A semijoin is a preparation-time transformation that enables multiple execution strategies such as table pullout, duplicate weedout, first match, loose scan, and materialization. The optimizer uses semijoin strategies to improve subquery execution, as described in this section.
          For an inner join between two tables, the join returns a row
          from one table as many times as there are matches in the other
          table. But for some questions, the only information that
          matters is whether there is a match, not the number of
          matches. Suppose that there are tables named
          class and roster that
          list classes in a course curriculum and class rosters
          (students enrolled in each class), respectively. To list the
          classes that actually have students enrolled, you could use
          this join:
        
SELECT class.class_num, class.class_name
    FROM class
    INNER JOIN roster
    WHERE class.class_num = roster.class_num;However, the result lists each class once for each enrolled student. For the question being asked, this is unnecessary duplication of information.
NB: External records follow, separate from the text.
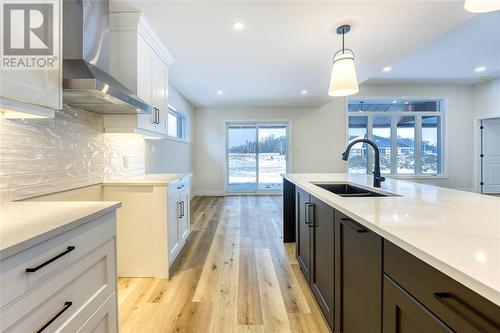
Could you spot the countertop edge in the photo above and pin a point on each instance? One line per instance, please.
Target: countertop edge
(153, 182)
(40, 238)
(480, 288)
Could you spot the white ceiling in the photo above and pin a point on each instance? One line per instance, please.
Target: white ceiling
(287, 45)
(453, 57)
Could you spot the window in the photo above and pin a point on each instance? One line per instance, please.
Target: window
(409, 134)
(176, 123)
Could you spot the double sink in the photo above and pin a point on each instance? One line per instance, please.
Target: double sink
(350, 191)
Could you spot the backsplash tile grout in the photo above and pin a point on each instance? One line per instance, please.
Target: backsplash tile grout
(42, 156)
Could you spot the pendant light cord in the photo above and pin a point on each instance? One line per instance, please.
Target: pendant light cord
(343, 48)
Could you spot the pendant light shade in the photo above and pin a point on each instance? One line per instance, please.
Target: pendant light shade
(343, 81)
(481, 6)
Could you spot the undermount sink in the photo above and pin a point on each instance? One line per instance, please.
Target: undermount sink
(348, 190)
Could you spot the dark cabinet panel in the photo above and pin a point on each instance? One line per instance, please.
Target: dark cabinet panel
(303, 234)
(404, 314)
(322, 267)
(459, 307)
(358, 277)
(288, 211)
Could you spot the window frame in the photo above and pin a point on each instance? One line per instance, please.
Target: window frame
(418, 134)
(184, 125)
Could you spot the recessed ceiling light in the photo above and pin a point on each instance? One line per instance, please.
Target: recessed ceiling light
(238, 26)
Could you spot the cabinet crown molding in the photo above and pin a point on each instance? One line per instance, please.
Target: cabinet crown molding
(135, 21)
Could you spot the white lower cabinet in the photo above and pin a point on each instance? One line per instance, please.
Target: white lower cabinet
(75, 296)
(153, 225)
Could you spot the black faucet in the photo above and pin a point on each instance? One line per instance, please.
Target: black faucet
(377, 177)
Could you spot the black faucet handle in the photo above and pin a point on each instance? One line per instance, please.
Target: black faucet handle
(381, 178)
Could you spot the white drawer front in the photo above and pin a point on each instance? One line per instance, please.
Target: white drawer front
(104, 320)
(181, 185)
(15, 280)
(86, 284)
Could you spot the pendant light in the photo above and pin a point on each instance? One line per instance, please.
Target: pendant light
(481, 6)
(343, 81)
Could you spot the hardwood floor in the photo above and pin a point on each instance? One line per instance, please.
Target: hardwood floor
(234, 275)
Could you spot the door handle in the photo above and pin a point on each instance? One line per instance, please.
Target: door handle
(179, 207)
(66, 307)
(45, 263)
(348, 222)
(309, 213)
(466, 312)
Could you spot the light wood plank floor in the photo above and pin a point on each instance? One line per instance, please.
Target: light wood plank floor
(234, 275)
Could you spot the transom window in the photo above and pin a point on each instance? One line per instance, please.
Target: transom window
(409, 134)
(176, 123)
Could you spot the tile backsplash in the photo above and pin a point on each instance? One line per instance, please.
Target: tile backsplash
(41, 156)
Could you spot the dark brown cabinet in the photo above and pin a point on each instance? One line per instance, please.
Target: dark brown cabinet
(404, 314)
(303, 233)
(322, 261)
(358, 277)
(366, 284)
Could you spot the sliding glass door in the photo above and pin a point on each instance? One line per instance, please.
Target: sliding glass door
(257, 155)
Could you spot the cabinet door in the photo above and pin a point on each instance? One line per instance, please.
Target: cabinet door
(173, 213)
(322, 266)
(303, 244)
(404, 314)
(184, 219)
(358, 277)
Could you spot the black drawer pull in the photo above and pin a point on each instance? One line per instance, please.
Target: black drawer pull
(308, 219)
(66, 307)
(348, 222)
(466, 312)
(34, 269)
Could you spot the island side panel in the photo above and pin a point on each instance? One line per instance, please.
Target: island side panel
(288, 211)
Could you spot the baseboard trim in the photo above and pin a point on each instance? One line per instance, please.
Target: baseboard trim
(208, 193)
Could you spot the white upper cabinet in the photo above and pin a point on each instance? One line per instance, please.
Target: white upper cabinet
(36, 92)
(139, 61)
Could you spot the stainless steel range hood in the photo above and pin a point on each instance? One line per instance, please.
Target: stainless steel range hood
(86, 82)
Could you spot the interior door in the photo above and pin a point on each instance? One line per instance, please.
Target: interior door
(491, 160)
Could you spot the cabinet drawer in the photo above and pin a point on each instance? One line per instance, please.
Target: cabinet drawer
(177, 187)
(51, 257)
(459, 307)
(104, 320)
(67, 301)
          Assuming that class_num is a primary key in
          the class table, duplicate suppression is
          possible by using
          SELECT
          DISTINCT, but it is inefficient to generate all
          matching rows first only to eliminate duplicates later.
        
The same duplicate-free result can be obtained by using a subquery:
SELECT class_num, class_name
    FROM class
    WHERE class_num IN
        (SELECT class_num FROM roster);
          Here, the optimizer can recognize that the
          IN clause requires the subquery
          to return only one instance of each class number from the
          roster table. In this case, the query can
          use a semijoin; that is,
          an operation that returns only one instance of each row in
          class that is matched by rows in
          roster.
        
          The following statement, which contains an
          EXISTS subquery predicate, is
          equivalent to the previous statement containing an
          IN subquery predicate:
        
SELECT class_num, class_name
    FROM class
    WHERE EXISTS
        (SELECT * FROM roster WHERE class.class_num = roster.class_num);
          Any statement with an EXISTS subquery
          predicate is subject to the same semijoin transforms as a
          statement with an equivalent IN subquery
          predicate.
        
The following subqueries are transformed into antijoins:
- NOT IN (SELECT ... FROM ...)
- NOT EXISTS (SELECT ... FROM ...).
- IN (SELECT ... FROM ...) IS NOT TRUE
- EXISTS (SELECT ... FROM ...) IS NOT TRUE.
- IN (SELECT ... FROM ...) IS FALSE
- EXISTS (SELECT ... FROM ...) IS FALSE.
          In short, any negation of a subquery of the form IN
          (SELECT ... FROM ...) or EXISTS (SELECT ...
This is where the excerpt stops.